Yes it was on a cold winter’s night in Oslo, Norway in 2010 that a Ukranian non-athlete summed up perfectly the reality of what I had struggled with for a long time, that slowly sucked the enjoyment of the sport that held my heart.
Phase 4: The Decision Phase
The beauty of tough life experiences, is that they give us clarity that unfortunately only experience can teach us.
Losing 14-0 sucks.
Having your childhood perceptions smashed to pieces, sucks.
Living in a world where many people have had it easy and therefore don’t have the depth of experience to understand compassion and empathy and a bigger picture, sucks.
But what I have learned, and in the decision phase, we always have the choice whether we want to stop, or whether we want to keep going and if we keep going, how we choose to perceive the journey.
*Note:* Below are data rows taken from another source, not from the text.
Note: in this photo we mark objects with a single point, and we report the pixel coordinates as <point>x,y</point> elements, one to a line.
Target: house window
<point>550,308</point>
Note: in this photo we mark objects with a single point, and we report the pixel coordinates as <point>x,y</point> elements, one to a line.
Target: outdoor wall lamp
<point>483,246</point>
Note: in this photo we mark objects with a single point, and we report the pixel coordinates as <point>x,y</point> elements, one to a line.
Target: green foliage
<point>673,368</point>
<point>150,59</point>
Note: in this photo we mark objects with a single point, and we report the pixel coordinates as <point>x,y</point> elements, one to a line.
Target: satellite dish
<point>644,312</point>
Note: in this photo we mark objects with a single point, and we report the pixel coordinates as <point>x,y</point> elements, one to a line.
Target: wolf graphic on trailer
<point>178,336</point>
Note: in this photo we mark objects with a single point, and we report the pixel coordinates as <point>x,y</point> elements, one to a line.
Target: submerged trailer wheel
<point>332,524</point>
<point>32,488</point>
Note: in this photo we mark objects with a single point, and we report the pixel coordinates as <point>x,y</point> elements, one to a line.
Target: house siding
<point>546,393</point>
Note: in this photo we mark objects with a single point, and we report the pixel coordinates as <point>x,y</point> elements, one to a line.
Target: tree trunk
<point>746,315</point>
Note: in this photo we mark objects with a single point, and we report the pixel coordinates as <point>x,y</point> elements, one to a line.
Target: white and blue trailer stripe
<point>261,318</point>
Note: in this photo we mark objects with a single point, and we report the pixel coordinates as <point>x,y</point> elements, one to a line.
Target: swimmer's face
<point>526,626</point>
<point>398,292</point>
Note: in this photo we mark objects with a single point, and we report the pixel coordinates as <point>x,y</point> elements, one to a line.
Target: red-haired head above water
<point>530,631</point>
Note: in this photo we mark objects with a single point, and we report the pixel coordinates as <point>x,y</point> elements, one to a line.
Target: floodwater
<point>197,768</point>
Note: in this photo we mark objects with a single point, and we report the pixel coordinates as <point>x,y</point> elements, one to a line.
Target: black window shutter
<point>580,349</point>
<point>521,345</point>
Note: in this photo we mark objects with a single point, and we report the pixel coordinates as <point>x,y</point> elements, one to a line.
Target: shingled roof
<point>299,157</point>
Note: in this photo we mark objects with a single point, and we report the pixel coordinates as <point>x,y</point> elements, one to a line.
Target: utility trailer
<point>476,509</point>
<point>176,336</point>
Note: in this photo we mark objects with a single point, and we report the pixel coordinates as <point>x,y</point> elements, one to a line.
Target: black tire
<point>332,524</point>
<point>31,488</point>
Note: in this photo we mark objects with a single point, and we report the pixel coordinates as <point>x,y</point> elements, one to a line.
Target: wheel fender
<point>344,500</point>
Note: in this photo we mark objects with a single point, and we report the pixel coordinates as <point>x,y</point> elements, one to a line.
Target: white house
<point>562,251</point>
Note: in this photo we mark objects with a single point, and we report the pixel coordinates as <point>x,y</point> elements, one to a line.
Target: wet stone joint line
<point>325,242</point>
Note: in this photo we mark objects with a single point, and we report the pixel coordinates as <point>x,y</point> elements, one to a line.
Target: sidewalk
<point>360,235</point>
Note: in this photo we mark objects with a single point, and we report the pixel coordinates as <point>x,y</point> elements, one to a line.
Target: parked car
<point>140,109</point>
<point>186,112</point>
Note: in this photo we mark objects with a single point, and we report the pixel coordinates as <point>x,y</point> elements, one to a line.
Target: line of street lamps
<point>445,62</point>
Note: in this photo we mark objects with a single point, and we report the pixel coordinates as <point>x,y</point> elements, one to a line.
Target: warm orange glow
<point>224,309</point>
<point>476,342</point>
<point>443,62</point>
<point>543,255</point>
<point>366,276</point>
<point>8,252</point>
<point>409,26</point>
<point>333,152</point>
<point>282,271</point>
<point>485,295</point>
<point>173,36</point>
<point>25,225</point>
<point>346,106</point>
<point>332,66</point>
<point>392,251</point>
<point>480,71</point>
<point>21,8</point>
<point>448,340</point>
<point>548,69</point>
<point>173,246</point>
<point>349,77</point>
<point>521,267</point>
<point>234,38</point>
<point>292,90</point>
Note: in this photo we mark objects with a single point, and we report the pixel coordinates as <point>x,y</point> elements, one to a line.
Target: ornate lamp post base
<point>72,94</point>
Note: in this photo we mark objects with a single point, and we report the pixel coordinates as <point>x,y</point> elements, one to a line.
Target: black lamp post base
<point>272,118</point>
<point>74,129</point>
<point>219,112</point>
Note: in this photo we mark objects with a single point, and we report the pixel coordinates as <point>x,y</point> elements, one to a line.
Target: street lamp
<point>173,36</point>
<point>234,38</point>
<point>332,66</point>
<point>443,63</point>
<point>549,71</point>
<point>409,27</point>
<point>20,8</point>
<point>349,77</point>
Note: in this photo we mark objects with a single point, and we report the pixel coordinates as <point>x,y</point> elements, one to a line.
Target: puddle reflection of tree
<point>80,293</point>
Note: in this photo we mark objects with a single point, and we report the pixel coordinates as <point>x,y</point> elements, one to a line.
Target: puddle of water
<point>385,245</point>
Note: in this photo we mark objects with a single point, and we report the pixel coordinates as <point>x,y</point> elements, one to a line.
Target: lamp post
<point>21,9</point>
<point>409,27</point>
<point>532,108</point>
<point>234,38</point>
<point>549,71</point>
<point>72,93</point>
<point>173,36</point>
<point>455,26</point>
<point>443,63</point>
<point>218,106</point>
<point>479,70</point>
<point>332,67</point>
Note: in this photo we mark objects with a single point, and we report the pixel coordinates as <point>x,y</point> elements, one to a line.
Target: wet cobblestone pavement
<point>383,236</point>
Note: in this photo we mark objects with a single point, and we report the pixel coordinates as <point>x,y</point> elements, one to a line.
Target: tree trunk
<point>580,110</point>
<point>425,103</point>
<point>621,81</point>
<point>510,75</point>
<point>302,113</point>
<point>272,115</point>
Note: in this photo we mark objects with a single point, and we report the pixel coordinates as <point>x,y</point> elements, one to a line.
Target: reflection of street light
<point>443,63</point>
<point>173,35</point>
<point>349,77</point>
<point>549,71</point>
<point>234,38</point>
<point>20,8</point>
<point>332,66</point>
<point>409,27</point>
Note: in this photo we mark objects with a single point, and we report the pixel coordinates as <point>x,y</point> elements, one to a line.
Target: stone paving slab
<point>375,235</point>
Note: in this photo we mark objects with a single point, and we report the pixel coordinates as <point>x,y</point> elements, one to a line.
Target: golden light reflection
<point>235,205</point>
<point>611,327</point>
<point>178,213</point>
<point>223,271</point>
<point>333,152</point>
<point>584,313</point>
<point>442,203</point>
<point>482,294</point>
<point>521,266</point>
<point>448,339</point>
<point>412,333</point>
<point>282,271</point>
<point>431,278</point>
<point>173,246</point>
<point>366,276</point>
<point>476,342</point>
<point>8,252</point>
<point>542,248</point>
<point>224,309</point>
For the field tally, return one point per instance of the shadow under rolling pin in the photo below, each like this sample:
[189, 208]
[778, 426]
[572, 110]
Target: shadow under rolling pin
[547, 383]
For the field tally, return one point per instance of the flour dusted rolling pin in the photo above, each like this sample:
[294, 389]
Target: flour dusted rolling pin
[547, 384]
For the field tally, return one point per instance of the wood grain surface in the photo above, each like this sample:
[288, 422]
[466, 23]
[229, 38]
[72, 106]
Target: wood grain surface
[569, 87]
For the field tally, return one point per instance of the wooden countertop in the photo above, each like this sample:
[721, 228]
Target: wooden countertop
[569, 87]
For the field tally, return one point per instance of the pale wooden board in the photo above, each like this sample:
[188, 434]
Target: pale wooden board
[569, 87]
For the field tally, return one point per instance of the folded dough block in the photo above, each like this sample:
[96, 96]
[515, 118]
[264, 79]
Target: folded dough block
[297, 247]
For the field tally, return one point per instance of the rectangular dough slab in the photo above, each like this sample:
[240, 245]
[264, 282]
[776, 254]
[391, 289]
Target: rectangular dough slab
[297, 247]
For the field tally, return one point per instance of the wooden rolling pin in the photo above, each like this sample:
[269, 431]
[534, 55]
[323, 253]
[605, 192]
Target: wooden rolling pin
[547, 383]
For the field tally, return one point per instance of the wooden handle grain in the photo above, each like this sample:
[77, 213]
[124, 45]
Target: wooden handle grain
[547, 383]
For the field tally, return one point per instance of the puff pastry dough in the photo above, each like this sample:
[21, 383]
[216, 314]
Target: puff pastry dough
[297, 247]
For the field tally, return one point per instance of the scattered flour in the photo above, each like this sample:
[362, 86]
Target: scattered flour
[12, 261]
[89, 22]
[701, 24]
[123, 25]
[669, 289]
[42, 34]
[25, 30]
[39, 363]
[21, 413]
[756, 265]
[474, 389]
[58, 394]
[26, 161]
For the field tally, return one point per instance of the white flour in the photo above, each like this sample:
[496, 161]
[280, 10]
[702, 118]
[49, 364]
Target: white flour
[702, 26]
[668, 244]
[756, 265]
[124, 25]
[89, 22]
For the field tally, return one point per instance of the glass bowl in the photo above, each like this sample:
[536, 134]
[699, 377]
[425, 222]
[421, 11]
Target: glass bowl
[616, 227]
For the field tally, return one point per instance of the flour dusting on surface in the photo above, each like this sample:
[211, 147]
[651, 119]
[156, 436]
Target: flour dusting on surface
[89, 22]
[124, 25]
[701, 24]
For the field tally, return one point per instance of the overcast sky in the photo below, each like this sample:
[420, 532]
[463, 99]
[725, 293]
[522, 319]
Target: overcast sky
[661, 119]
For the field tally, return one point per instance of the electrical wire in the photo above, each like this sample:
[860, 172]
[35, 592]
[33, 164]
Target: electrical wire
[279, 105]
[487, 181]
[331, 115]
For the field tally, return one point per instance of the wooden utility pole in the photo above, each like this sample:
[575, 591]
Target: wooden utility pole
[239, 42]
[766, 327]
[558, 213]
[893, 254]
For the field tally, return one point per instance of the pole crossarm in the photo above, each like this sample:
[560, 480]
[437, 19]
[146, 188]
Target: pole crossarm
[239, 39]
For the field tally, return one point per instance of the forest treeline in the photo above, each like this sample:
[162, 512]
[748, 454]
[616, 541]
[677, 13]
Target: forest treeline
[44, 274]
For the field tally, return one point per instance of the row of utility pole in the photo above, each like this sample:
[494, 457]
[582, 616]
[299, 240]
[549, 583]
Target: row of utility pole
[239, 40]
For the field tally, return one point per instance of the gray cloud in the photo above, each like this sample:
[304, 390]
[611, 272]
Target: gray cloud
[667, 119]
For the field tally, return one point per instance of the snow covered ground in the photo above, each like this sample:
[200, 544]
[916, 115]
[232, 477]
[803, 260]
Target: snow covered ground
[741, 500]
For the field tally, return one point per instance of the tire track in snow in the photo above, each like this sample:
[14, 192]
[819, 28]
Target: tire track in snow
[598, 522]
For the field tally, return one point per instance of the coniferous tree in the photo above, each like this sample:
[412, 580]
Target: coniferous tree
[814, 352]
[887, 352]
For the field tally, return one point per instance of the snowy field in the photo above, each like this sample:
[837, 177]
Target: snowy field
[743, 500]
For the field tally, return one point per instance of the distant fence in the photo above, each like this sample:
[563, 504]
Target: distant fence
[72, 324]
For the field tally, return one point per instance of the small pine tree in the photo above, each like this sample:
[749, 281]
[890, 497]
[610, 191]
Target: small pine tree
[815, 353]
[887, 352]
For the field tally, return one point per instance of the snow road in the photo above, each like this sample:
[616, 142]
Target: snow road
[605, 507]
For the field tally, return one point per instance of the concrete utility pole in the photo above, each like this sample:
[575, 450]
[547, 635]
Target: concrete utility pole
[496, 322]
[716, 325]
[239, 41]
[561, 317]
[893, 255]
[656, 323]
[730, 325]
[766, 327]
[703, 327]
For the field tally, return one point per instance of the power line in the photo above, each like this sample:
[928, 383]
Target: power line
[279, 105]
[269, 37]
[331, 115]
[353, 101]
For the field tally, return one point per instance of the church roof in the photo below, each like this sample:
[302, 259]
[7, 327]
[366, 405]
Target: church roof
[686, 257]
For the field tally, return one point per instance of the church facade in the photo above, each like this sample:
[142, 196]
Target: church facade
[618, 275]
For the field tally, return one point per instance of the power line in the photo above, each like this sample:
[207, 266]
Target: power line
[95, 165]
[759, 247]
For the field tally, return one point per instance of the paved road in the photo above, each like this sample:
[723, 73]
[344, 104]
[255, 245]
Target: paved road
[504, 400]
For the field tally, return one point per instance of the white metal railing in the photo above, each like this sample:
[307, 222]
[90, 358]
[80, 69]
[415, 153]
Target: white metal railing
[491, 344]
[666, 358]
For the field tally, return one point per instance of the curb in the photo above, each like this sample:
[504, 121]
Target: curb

Often times, to keep going, we need to reframe why it is that we are continuing with the process and changing what is the outcome that we are actually shooting for.
It’s a tough lesson to learn but one that truly empowers us once we grasp it, as we are never going to have control over the world that we are living in, nor the Lyon’s that choose to use situations to put people down instead of raising them up, nor the people that make decisions every day that affect us in a negative way, but we will always control the lens in which we choose to look at things and can make the world better around us through the integrity in which we choose to live every day of our lives.
For me, although my motivation to participate in the game and environment of elite soccer was killed for a very long time, I have slowly found my way back, and made the decision to stick around in the game that I have loved and that has given me so much.
Giving back, helped me move forward and find my love again, when I decided to start an environment that truly taught those things through what I am doing with GCF, a club that is founded on the principles that made me fall in love with the idea of elite sport: accountability, responsibility, conquering adversity in a positive manner, respect, teamwork, leadership, perseverance, giving back, that I hope is impacting the hundreds of kids that have gone through our programs.
I no longer see elite sport as a way to gets my validity through participation, by fame, or winning championships, but instead appreciate for allowing me to see other cultures and have conversations with people who share the same passion that I do, and break down barriers that might otherwise exist (cue my experience in 2010 hanging out in Nigeria with my teammate Maureen Mmadu in the Nigerian countryside, one of my more random experiences of life).
Today, through my journey, I view elite sport for the lens of what it is in its purest form; an opportunity as an individual to challenge oneself in the process of learning and seeing every day as an opportunity to get better to affect the world around me in a positive way.
And while I still get so much joy in putting on my music and kicking a ball around, I have put aside my expectations and dreams of stardom, and instead appreciate that warm feeling of happiness and contentment, that comes as I marvel at how much I have learned, and how far I still have to go, every time I do something with the ball.
Nothing or no one can ever take that joy away from me and I know now that it gives me more satisfaction than any external accomplishment ever could.